Descriptive stats 2
Measures of spread (5 number summary)
Here we are trying to figure how spread out the data is. Two given set data may have same mean but have different min and max.
Histogram is useful for this
5 number summary =>
first quartile (median of data on left side of main median),
second quartile (median) ,
third quartile (median of data on right side of main median),
Standard deviation -
Measure spread of data set with a single value
it tells us, on average how much each item varies from the mean.
For example when looking at sets of prices of 2 different stocks, the set where the standard deviation is higher is considered riskier since the instances seem to fluctuate rapidly between more than one extremes hence signifying risk.
Shape of our data
5 tips for first view understanding of data
- plot the data
- deal with the outliers (may need domain expertise)

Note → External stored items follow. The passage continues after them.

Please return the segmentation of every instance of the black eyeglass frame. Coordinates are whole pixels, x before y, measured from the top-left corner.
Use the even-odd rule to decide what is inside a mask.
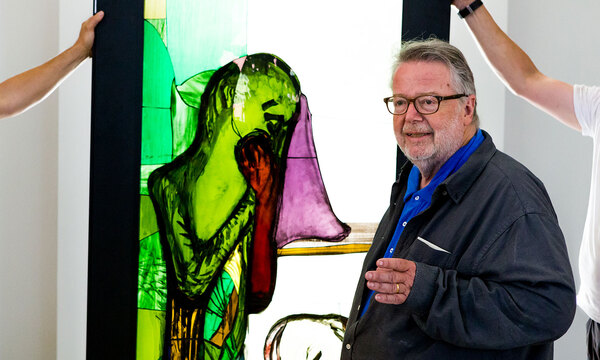
[[[437,102],[437,108],[435,109],[435,111],[423,113],[419,109],[417,109],[417,106],[415,105],[416,104],[415,100],[417,100],[418,98],[424,97],[424,96],[431,96],[431,97],[437,99],[438,102]],[[387,109],[387,111],[390,114],[392,114],[392,115],[404,115],[404,114],[406,114],[406,112],[408,111],[408,108],[410,106],[410,103],[413,103],[413,105],[415,106],[415,110],[419,114],[421,114],[421,115],[431,115],[431,114],[435,114],[436,112],[438,112],[438,110],[440,109],[440,104],[442,103],[442,101],[444,101],[444,100],[460,99],[462,97],[467,97],[467,96],[469,96],[469,95],[468,94],[454,94],[454,95],[448,95],[448,96],[419,95],[416,98],[409,99],[409,98],[406,98],[406,97],[400,96],[400,95],[392,95],[392,96],[388,96],[388,97],[383,98],[383,102],[385,103],[385,108]],[[390,103],[390,100],[393,99],[394,97],[401,97],[403,99],[406,99],[406,101],[407,101],[407,103],[406,103],[406,110],[404,110],[404,112],[402,112],[402,113],[395,113],[395,112],[392,112],[390,110],[390,107],[388,106],[388,104]]]

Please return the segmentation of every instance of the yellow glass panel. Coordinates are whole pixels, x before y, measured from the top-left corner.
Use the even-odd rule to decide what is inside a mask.
[[[144,19],[165,19],[167,17],[167,0],[146,0],[144,2]]]
[[[369,251],[371,244],[341,244],[320,247],[298,247],[277,249],[278,256],[289,255],[340,255],[354,254]]]

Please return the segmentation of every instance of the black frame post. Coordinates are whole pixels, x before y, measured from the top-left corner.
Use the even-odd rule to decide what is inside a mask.
[[[143,0],[98,0],[92,65],[87,359],[135,359]]]

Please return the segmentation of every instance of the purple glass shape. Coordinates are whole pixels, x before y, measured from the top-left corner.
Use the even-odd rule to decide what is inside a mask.
[[[275,241],[277,248],[299,239],[343,240],[350,227],[333,213],[312,135],[306,97],[300,98],[300,116],[288,150],[285,181]]]

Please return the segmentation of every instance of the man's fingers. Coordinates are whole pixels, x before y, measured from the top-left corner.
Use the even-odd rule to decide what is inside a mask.
[[[414,279],[414,273],[378,268],[375,271],[368,271],[365,279],[384,283],[407,282],[409,279]]]
[[[379,259],[377,260],[377,266],[382,269],[392,269],[396,271],[410,271],[416,269],[414,262],[397,258]]]
[[[408,284],[401,282],[380,283],[375,281],[367,281],[367,287],[382,294],[408,294],[411,289]]]
[[[365,275],[365,278],[370,281],[382,282],[382,283],[393,283],[400,282],[399,273],[397,271],[381,270],[369,271]]]
[[[104,17],[104,11],[98,11],[93,16],[90,16],[86,21],[81,24],[81,31],[93,31],[96,28],[96,25],[102,20]]]
[[[393,295],[376,294],[375,300],[382,304],[400,305],[400,304],[404,304],[407,297],[408,297],[408,294],[407,295],[404,295],[404,294],[393,294]]]
[[[98,23],[102,20],[103,17],[104,11],[100,10],[96,14],[94,14],[94,16],[89,18],[89,24],[92,26],[92,29],[95,28],[96,25],[98,25]]]

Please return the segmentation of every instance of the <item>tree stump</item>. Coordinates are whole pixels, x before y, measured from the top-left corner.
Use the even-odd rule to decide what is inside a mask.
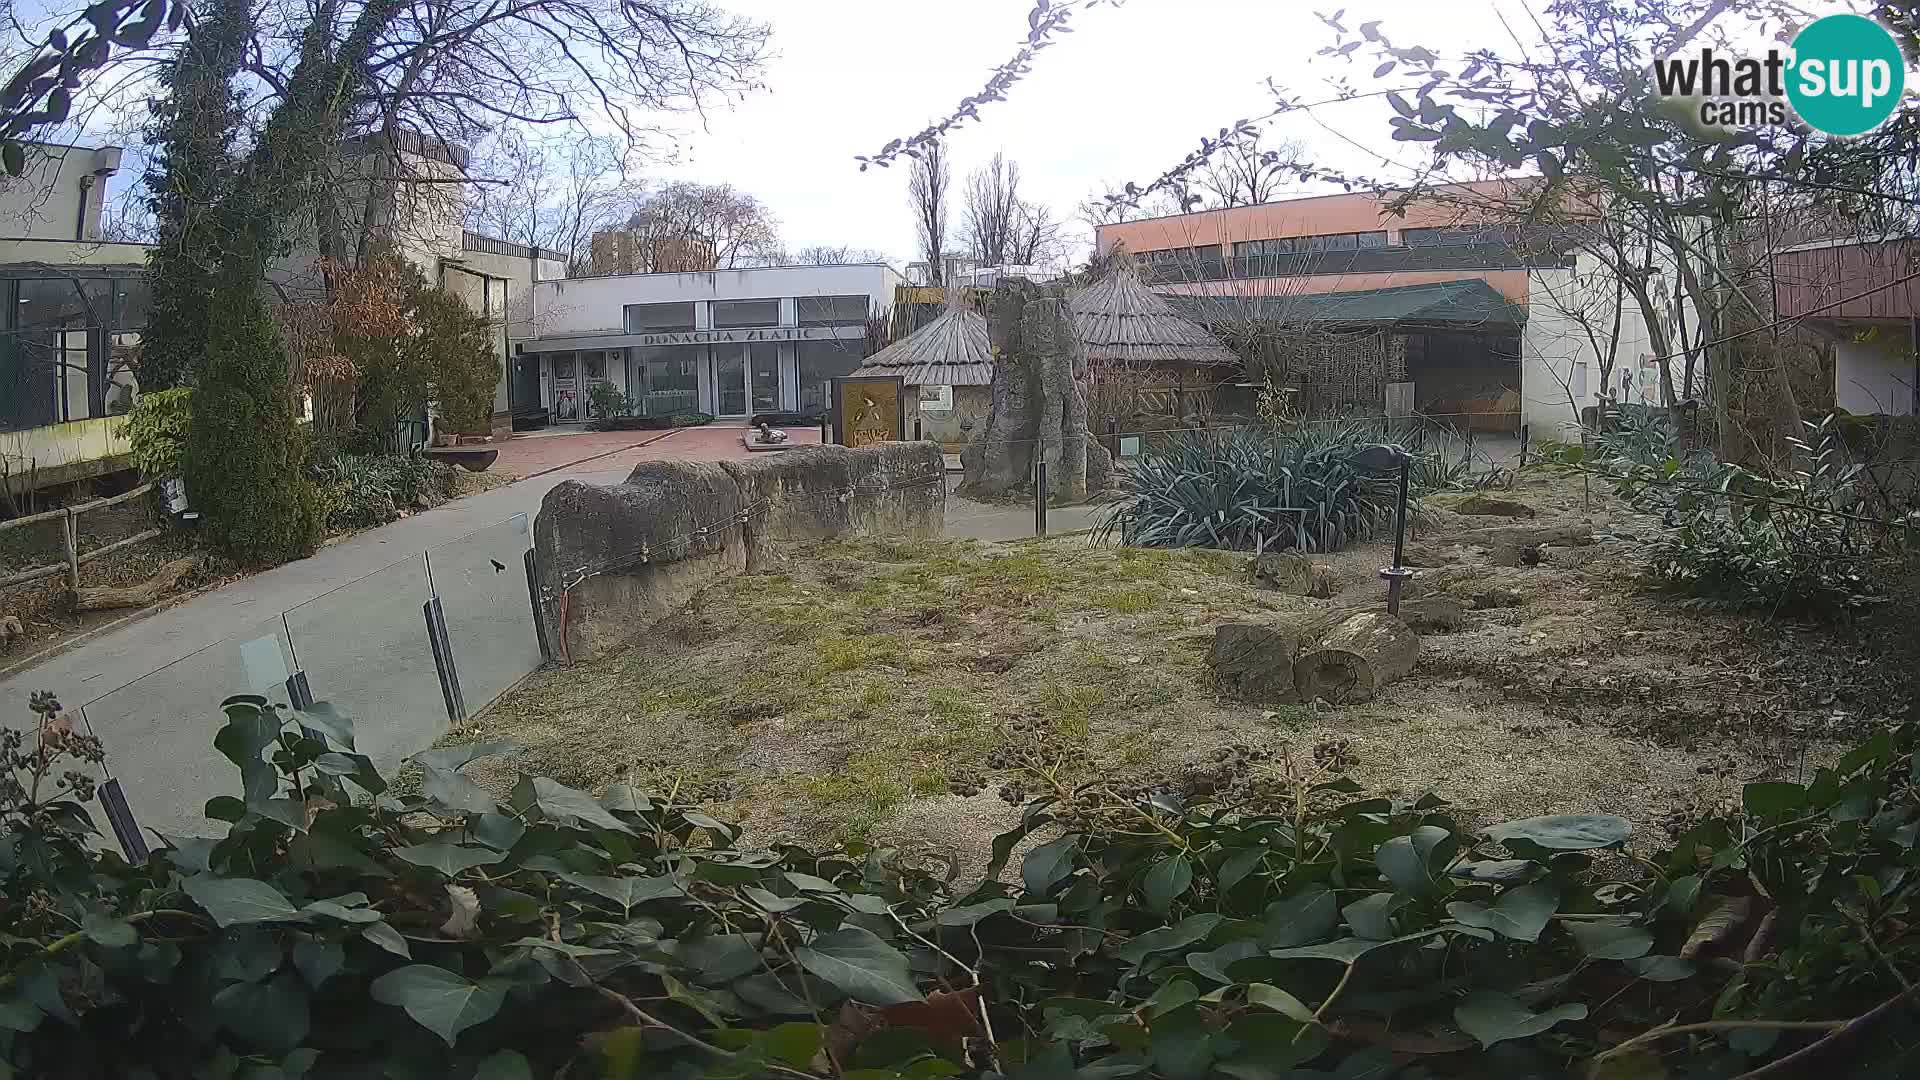
[[[139,585],[130,585],[124,589],[109,588],[105,585],[90,585],[73,590],[73,609],[75,611],[105,611],[110,608],[146,607],[172,592],[180,584],[180,579],[193,572],[200,565],[200,556],[188,555],[175,559],[162,566],[157,573]]]
[[[1380,688],[1413,670],[1420,636],[1385,612],[1365,611],[1322,634],[1293,664],[1302,701],[1333,705],[1371,701]]]
[[[1333,567],[1297,551],[1269,551],[1254,557],[1253,582],[1292,596],[1325,600],[1333,595]]]

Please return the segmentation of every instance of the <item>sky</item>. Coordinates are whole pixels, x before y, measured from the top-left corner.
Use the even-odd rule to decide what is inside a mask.
[[[767,88],[708,113],[704,129],[685,135],[683,160],[650,171],[753,193],[780,219],[788,250],[850,245],[897,263],[914,258],[907,163],[862,173],[854,155],[919,131],[979,90],[1024,39],[1031,0],[722,2],[772,25],[777,55]],[[1082,199],[1106,183],[1144,183],[1203,133],[1270,111],[1269,78],[1314,97],[1329,75],[1368,82],[1370,63],[1314,55],[1334,36],[1316,7],[1331,14],[1339,5],[1126,0],[1080,12],[1074,32],[1039,54],[1008,101],[983,108],[979,122],[951,138],[955,186],[1003,152],[1019,163],[1028,196],[1074,218],[1073,229],[1090,243],[1091,229],[1074,211]],[[1510,48],[1500,12],[1530,25],[1518,0],[1371,0],[1350,5],[1343,22],[1351,29],[1381,19],[1396,44],[1457,55],[1479,45]],[[1315,160],[1393,175],[1374,156],[1405,149],[1387,138],[1384,104],[1345,103],[1320,114],[1338,134],[1305,118],[1274,130],[1306,141]]]

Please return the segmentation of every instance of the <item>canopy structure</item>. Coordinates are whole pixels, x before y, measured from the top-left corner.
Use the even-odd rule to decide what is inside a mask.
[[[908,386],[991,386],[993,346],[987,318],[955,299],[939,318],[860,361],[858,375],[898,375]]]
[[[1116,248],[1105,269],[1067,300],[1090,364],[1237,365],[1220,339],[1140,280],[1133,256]]]
[[[1527,321],[1526,309],[1508,302],[1479,278],[1355,292],[1176,296],[1172,303],[1202,323],[1214,325],[1251,325],[1263,320],[1293,326],[1420,323],[1512,331]]]

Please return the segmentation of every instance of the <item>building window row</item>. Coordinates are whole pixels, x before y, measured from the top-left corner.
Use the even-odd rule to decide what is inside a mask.
[[[781,301],[709,300],[707,326],[715,330],[743,330],[780,326]],[[629,334],[683,333],[698,325],[694,301],[674,304],[626,305]],[[867,297],[801,296],[794,300],[795,325],[858,326],[867,321]]]

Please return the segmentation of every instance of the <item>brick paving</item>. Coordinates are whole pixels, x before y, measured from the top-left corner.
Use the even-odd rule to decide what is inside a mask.
[[[796,446],[820,441],[820,429],[786,429]],[[631,469],[642,461],[737,461],[752,456],[741,442],[740,424],[708,424],[672,431],[583,431],[579,434],[518,436],[500,446],[491,471],[505,476],[542,473],[602,473]]]

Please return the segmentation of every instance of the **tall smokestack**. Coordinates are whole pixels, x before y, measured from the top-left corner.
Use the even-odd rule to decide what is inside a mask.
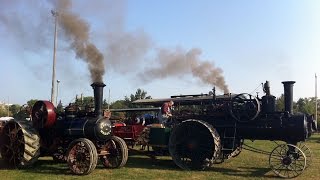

- You can fully describe a normally distributed data with mean and standard deviation
- for skewed data you will need 5 number summary to describe it correctly
Descriptive vs inferential statistics
Descriptive statistics is about describing the data we have. By itself the data is just a bunch of numbers sitting in a grid. Think of it like very first scientists naming the solar system, making sense of the universe as they went about discovering it.
Inferential statistics on the other hand is about drawing conclusions from the data. Perhaps even foretelling trends from the patterns you find in hidden in the data. Kinda like predicting the next solar storm or maybe even doomsday.
It is about drawing conclusions about the entire universe (which we cannot survey) from the data that we gathered from our sample set of planets (that we can survey).